Atuação do MPCE e da Sedih traz família de volta ao Ceará

Buscando aprender mais sobre o assunto e chamar atenção para a questão no MP cearense, o promotor solicitou à Procuradoria Geral de Justiça (PGJ) autorização para participar da 2ª Conferência Nacional de Migrações, Refúgio e Apatridia.

Com o apoio da PGJ, Germano seguiu adiante com o caso, utilizando-se do Estatuto do Idoso (Lei nº 10.741/2003) e dos princípios do Direito Internacional.

Outros órgãos como Ministério das Relações Exteriores (MRE) e a Secretaria de Direitos Humanos do Ceará (Sedih) foram notificados sobre a necessidade de repatriação da família.

“Atuamos nessa situação por meio das nossas políticas de atenção ao migrante e enfrentamento ao tráfico de pessoas, para que essa família pudesse voltar ao Ceará e restabelecer sua vida aqui. Isso aconteceu por meio de uma articulação feita com diversos parceiros, já atuantes nesses casos. Sejam migrantes ou brasileiros no exterior, nossa missão sempre vai ser a garantia da dignidade”, afirma a secretária dos Direitos Humanos, Socorro França.

Para que o governo brasileiro pagasse as passagens aéreas, entretanto, era necessário que a Defensoria Pública da União (DPU) atestasse a hipossuficiência financeira da família. O documento foi remetido ao Itamaraty e cerca de R$ 42 mil para a compra dos bilhetes foram liberados em dezembro.

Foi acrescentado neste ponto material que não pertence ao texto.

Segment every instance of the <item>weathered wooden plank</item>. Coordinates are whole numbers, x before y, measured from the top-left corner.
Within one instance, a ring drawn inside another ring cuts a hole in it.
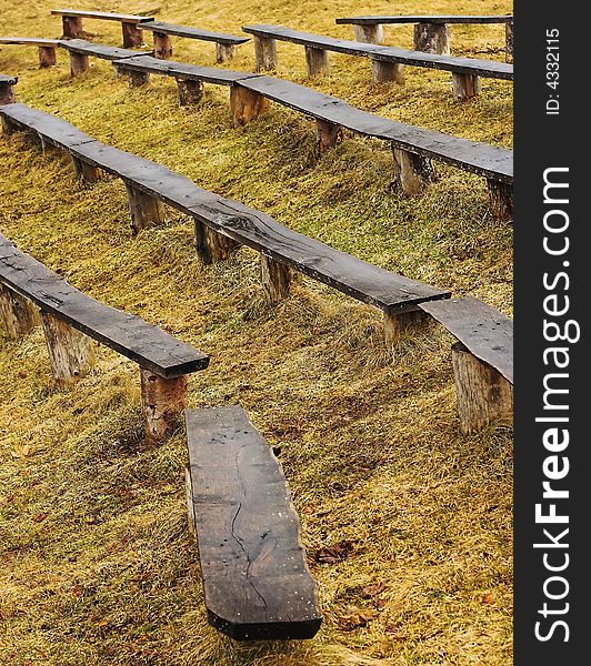
[[[420,305],[474,356],[513,383],[513,321],[473,296]]]
[[[263,39],[289,41],[305,47],[325,49],[351,56],[362,56],[375,60],[400,62],[413,67],[438,69],[457,73],[469,73],[492,79],[513,78],[513,65],[494,60],[480,60],[477,58],[457,58],[422,51],[408,51],[394,47],[361,43],[357,41],[334,39],[320,34],[311,34],[299,30],[291,30],[282,26],[246,26],[244,32]]]
[[[210,623],[237,639],[313,637],[317,584],[277,457],[241,407],[188,410],[186,418]]]
[[[207,367],[209,357],[132,314],[103,305],[71,286],[0,234],[0,281],[44,313],[116,350],[162,377]]]
[[[237,37],[227,32],[211,32],[210,30],[201,30],[200,28],[191,28],[189,26],[176,26],[162,21],[141,23],[138,28],[140,30],[151,30],[152,32],[161,32],[162,34],[172,34],[174,37],[213,41],[220,44],[243,44],[249,41],[248,37]]]

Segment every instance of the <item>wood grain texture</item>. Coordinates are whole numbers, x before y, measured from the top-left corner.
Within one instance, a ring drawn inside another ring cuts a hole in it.
[[[513,320],[473,296],[422,303],[421,309],[477,359],[484,361],[513,383]]]
[[[200,39],[204,41],[218,42],[220,44],[243,44],[250,41],[248,37],[238,37],[227,32],[211,32],[200,28],[190,28],[189,26],[176,26],[174,23],[164,23],[163,21],[150,21],[138,26],[140,30],[151,30],[162,34],[172,34],[174,37],[184,37],[188,39]]]
[[[246,26],[244,32],[263,39],[276,39],[289,41],[304,47],[325,49],[338,53],[350,56],[362,56],[400,62],[412,67],[438,69],[458,73],[469,73],[492,79],[513,79],[513,65],[494,60],[479,60],[477,58],[458,58],[437,53],[423,53],[422,51],[408,51],[394,47],[368,44],[344,39],[334,39],[321,34],[301,32],[282,26]]]
[[[241,407],[186,418],[210,623],[237,639],[311,638],[321,624],[317,584],[279,462]]]
[[[138,316],[71,286],[0,234],[0,281],[39,309],[163,377],[207,367],[209,357]]]

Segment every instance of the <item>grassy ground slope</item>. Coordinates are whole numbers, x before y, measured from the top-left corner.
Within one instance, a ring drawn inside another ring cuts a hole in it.
[[[339,16],[392,12],[385,2],[127,0],[72,7],[154,13],[240,33],[276,22],[350,38]],[[0,0],[0,34],[59,37],[49,0]],[[414,0],[395,12],[504,13],[507,1]],[[119,23],[87,21],[120,44]],[[503,59],[502,27],[452,27],[452,50]],[[387,27],[410,47],[412,28]],[[148,38],[151,42],[151,38]],[[212,64],[213,46],[173,38],[174,58]],[[332,54],[304,78],[303,49],[279,43],[279,74],[365,110],[511,147],[507,82],[453,100],[449,74],[408,69],[405,87],[373,85],[365,59]],[[0,71],[20,101],[156,160],[199,185],[377,265],[512,311],[511,226],[492,221],[483,179],[439,167],[424,195],[397,198],[384,143],[347,137],[314,155],[313,123],[273,105],[234,130],[228,90],[180,109],[172,80],[130,91],[91,60],[76,81],[58,52],[7,47]],[[233,69],[251,70],[252,44]],[[39,330],[0,337],[0,663],[24,665],[321,666],[511,663],[510,425],[459,434],[451,339],[433,329],[389,356],[378,313],[309,280],[263,303],[257,255],[203,268],[191,221],[129,233],[124,188],[74,184],[71,167],[22,134],[0,139],[0,231],[90,295],[143,316],[211,355],[190,406],[240,403],[281,460],[319,581],[324,624],[307,643],[239,645],[207,624],[187,533],[183,434],[141,442],[136,366],[97,347],[96,369],[57,389]],[[347,543],[335,564],[314,553]]]

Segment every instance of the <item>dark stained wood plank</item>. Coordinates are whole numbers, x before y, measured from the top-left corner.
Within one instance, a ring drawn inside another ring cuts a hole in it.
[[[473,296],[422,303],[421,309],[513,383],[513,320]]]
[[[126,60],[123,62],[116,61],[114,64],[140,72],[174,77],[176,79],[203,81],[206,83],[216,83],[218,85],[231,85],[237,81],[260,75],[249,72],[236,72],[218,67],[201,67],[198,64],[174,62],[172,60],[160,60],[151,56],[137,56],[132,60]]]
[[[362,56],[399,62],[412,67],[439,69],[455,73],[475,74],[492,79],[512,79],[513,65],[494,60],[479,60],[477,58],[457,58],[438,53],[425,53],[424,51],[408,51],[394,47],[383,47],[344,39],[335,39],[320,34],[311,34],[299,30],[291,30],[282,26],[246,26],[244,32],[266,39],[278,39],[297,44],[325,49],[338,53],[350,56]]]
[[[512,16],[384,16],[344,17],[335,19],[339,24],[380,26],[387,23],[510,23]]]
[[[150,21],[138,26],[140,30],[151,30],[162,34],[173,34],[176,37],[186,37],[188,39],[201,39],[204,41],[214,41],[220,44],[242,44],[249,41],[248,37],[237,37],[227,32],[211,32],[200,28],[190,28],[189,26],[174,26],[162,21]]]
[[[239,406],[186,418],[210,623],[237,639],[312,638],[318,589],[281,465]]]
[[[72,327],[170,379],[207,367],[209,357],[132,314],[71,286],[0,234],[0,282]]]
[[[146,23],[148,21],[153,21],[153,17],[112,13],[108,11],[87,11],[81,9],[52,9],[51,13],[57,17],[81,17],[88,19],[102,19],[104,21],[121,21],[122,23]]]
[[[102,58],[103,60],[123,60],[152,53],[152,51],[132,51],[131,49],[97,44],[86,39],[62,39],[59,46],[73,53],[83,53],[86,56],[93,56],[94,58]]]

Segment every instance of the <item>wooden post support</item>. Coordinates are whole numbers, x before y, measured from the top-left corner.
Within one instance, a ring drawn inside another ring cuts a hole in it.
[[[181,107],[198,104],[203,99],[203,81],[177,79]]]
[[[450,52],[450,31],[447,23],[415,23],[414,50],[425,53]]]
[[[121,21],[121,32],[123,33],[123,49],[141,47],[143,33],[137,28],[136,23]]]
[[[277,41],[254,36],[254,65],[258,72],[277,69]]]
[[[415,196],[427,183],[435,179],[435,171],[429,158],[408,152],[392,145],[394,155],[394,180],[392,185],[399,194]]]
[[[94,167],[93,164],[89,164],[84,162],[80,158],[76,158],[74,155],[70,155],[72,159],[72,165],[74,169],[76,179],[80,184],[89,184],[96,183],[98,180],[102,178],[102,170],[99,167]]]
[[[269,109],[269,100],[253,90],[233,84],[230,88],[230,108],[234,128],[248,124]]]
[[[381,44],[383,42],[383,26],[353,26],[355,39],[365,44]]]
[[[70,73],[72,77],[88,71],[88,53],[74,53],[73,51],[70,51]]]
[[[63,36],[71,39],[84,39],[84,31],[82,30],[82,17],[61,17],[61,24],[63,27]]]
[[[56,64],[56,47],[39,47],[39,67],[52,67]]]
[[[329,149],[334,148],[342,140],[342,127],[321,120],[320,118],[317,118],[315,127],[318,152],[322,157]]]
[[[309,77],[327,74],[330,70],[329,52],[324,49],[305,47],[305,68]]]
[[[18,340],[40,323],[39,310],[28,299],[0,284],[0,323],[8,337]]]
[[[187,407],[187,375],[166,380],[151,370],[140,367],[141,406],[146,424],[146,442],[158,444],[177,427]]]
[[[383,332],[385,346],[395,347],[405,335],[419,333],[429,327],[433,319],[422,310],[411,312],[385,311],[383,313]]]
[[[505,36],[505,52],[504,59],[507,62],[513,62],[513,21],[508,21],[504,24],[504,36]]]
[[[41,312],[41,323],[53,379],[71,384],[83,377],[94,361],[90,337],[47,312]]]
[[[480,94],[480,77],[452,72],[451,88],[459,100],[470,100]]]
[[[291,269],[261,254],[261,284],[268,303],[279,303],[289,295]]]
[[[377,60],[371,58],[371,73],[374,83],[387,83],[393,81],[404,85],[404,65],[399,62],[389,62],[387,60]]]
[[[513,387],[497,370],[459,342],[451,347],[451,359],[462,433],[475,433],[511,413]]]
[[[172,41],[170,34],[154,31],[154,58],[168,60],[172,58]]]
[[[492,215],[495,220],[513,219],[513,185],[488,179]]]
[[[16,101],[17,98],[14,97],[14,89],[12,87],[12,83],[9,83],[8,81],[0,81],[0,107],[2,104],[12,104]],[[7,134],[10,134],[12,129],[10,128],[9,123],[3,122],[3,120],[4,119],[2,119],[2,127],[4,128],[4,132]]]
[[[216,62],[226,62],[236,56],[236,44],[216,42]]]
[[[158,226],[164,220],[164,206],[162,202],[141,190],[126,183],[129,199],[129,212],[131,214],[131,229],[139,233],[142,229]]]

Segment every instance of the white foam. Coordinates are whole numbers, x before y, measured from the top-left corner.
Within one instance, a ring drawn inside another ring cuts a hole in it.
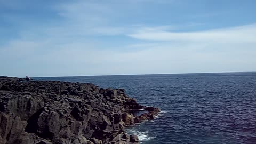
[[[128,134],[135,134],[137,135],[140,141],[146,141],[151,140],[155,138],[155,137],[149,137],[148,135],[148,131],[140,132],[135,130],[130,130],[127,131]]]

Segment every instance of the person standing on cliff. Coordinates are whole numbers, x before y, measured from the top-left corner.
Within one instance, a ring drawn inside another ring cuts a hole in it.
[[[27,82],[29,82],[29,81],[30,81],[30,78],[29,77],[28,77],[28,76],[26,76],[26,81],[27,81]]]

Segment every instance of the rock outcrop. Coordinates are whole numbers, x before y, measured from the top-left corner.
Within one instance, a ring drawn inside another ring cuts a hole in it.
[[[155,118],[124,89],[0,77],[0,144],[138,143],[124,127]],[[144,109],[148,113],[135,116]]]

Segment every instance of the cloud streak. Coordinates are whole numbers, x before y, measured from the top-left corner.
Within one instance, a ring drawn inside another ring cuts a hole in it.
[[[148,41],[255,43],[256,24],[196,32],[174,33],[158,29],[139,30],[128,36]]]

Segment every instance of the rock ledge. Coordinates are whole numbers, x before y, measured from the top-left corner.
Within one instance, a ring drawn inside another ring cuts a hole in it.
[[[0,77],[0,144],[138,143],[124,127],[154,119],[124,89]],[[135,116],[139,109],[148,113]]]

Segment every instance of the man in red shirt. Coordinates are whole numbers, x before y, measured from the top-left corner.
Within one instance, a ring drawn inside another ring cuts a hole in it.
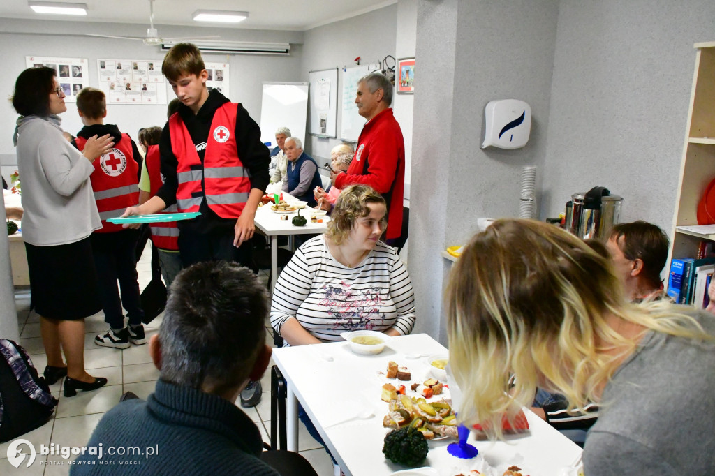
[[[358,113],[368,122],[347,172],[330,174],[339,189],[364,184],[382,194],[388,204],[388,244],[400,237],[405,191],[405,141],[390,107],[392,101],[393,84],[383,74],[370,73],[360,78],[355,102]]]

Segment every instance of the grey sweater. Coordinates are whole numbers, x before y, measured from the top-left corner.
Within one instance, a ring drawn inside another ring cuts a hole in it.
[[[101,228],[89,182],[92,163],[49,121],[28,117],[18,133],[25,242],[39,247],[67,244]]]
[[[715,335],[715,317],[696,319]],[[651,332],[603,392],[588,476],[715,475],[715,344]]]

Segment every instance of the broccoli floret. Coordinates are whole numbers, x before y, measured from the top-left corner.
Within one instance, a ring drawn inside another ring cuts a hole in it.
[[[385,457],[405,466],[417,466],[421,463],[427,457],[428,450],[425,436],[412,425],[388,433],[383,446]]]

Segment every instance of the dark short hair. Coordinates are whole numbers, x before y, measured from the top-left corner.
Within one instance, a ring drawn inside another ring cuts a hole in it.
[[[107,96],[97,88],[84,87],[77,93],[77,110],[87,119],[96,119],[107,112]]]
[[[654,287],[660,286],[661,271],[668,260],[670,246],[665,232],[652,223],[638,220],[613,225],[608,239],[616,242],[627,259],[641,259],[644,277]]]
[[[162,63],[162,73],[170,81],[186,74],[199,76],[205,69],[201,51],[191,43],[178,43],[172,46]]]
[[[21,116],[49,115],[49,95],[54,86],[55,71],[47,66],[28,68],[15,81],[12,106]]]
[[[159,330],[161,379],[212,393],[248,378],[265,342],[265,287],[232,262],[197,263],[172,284]]]
[[[162,137],[162,128],[157,126],[147,127],[139,132],[139,142],[145,146],[159,145]]]

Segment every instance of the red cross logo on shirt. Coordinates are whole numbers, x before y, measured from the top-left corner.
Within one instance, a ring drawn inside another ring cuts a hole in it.
[[[219,126],[214,129],[214,140],[217,142],[225,142],[230,137],[231,134],[229,132],[228,129],[223,126]]]

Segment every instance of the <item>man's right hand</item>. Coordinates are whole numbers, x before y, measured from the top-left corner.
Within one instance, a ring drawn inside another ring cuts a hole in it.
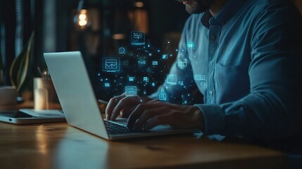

Ao recorrer ao Departamento das Relações Exteriores das Filipinas em janeiro deste ano, Fábio conseguiu a liberação para sair do país, mas antes precisou escrever a punho uma carta em que pedia sua deportação voluntária.

De acordo com o MPCE, na madrugada de 6 de janeiro a família finalmente retornou ao Ceará. Para Germano, o caso serviu para alertar sobre a necessidade das instituições brasileiras se capacitarem sobre o tema das migrações e dos refugiados. “O mundo está cada vez menor e essa realidade está mais perto de nós”, finaliza.